Characterizing Algebraic Generalization in Linguistic Neural Networks
• Jackson Petty
[PDF]
Abstract
To learn an unbounded problem is to generalize well from a limited set of training data. In humans, robust language acquisition requires language learners to form strong generalizations on the basis of very limited evidence (Chomsky 1980). These generalizations seem to require the acquisition of functional abstractions of some sort. Various analysis of these abstractions have been put forth in the context of replicating this generalization in artificial settings (Fodor & Pylyshyn 1988, G. F. Marcus 1998a, Lake & Baroni 2018). But what connects these descriptions of generalization, and how do they characterize the difficulty of a particular linguistic phenomena in a way which informs our expectations of whether it can be learned by an artificial neural network?

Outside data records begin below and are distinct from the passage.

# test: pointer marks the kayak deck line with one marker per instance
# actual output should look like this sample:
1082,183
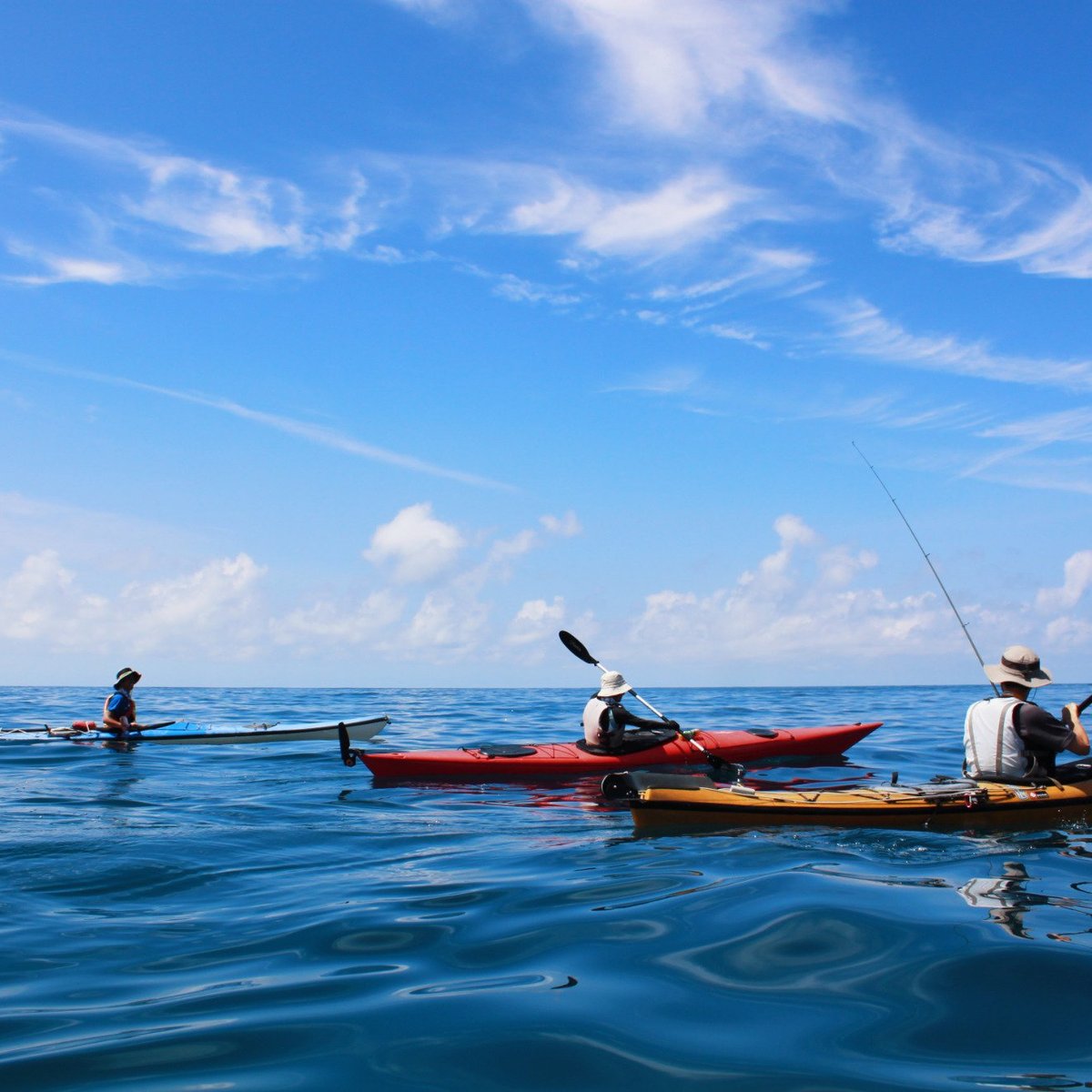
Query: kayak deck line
189,732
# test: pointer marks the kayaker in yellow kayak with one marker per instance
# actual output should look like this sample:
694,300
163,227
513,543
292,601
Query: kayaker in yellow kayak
1009,737
606,719
119,710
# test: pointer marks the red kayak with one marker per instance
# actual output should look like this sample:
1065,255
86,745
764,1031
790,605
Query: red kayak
521,760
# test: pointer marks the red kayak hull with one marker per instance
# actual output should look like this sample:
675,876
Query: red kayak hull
741,745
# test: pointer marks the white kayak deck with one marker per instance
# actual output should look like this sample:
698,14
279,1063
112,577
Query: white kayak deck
189,732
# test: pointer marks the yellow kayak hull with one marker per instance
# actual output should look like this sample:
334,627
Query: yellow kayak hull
698,802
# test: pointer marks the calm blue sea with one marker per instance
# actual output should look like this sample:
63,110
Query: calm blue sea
261,917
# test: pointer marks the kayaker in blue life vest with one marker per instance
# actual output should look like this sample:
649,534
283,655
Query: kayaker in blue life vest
606,718
119,710
1009,737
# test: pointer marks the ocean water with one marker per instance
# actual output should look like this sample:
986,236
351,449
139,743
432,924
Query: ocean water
262,917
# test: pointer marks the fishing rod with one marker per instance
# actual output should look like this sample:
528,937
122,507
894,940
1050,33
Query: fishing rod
928,561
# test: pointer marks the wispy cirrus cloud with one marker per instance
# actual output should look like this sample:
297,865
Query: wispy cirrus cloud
141,206
861,328
306,430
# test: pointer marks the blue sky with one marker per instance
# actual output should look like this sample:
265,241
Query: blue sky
371,342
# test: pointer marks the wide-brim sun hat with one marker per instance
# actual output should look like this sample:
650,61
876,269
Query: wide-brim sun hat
612,685
1020,665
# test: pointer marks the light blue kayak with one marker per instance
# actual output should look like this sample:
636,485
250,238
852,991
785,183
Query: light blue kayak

This thesis takes a broad approach to answering this question. First, we explore a formalism to unite the various descriptions of linguistic generalization in a way which establishes a complexity hierarchy for tasks requiring generalization. We then use this typology to explore whether a given task is learnable by simple recurrent networks lacking explicit inductive biases for such generalization. We present constructive evidence that such simple models are in fact capable of learning stronger generalizations than previously thought, raising important questions about the mechanisms by which generalizations can be learned by neural network models of language.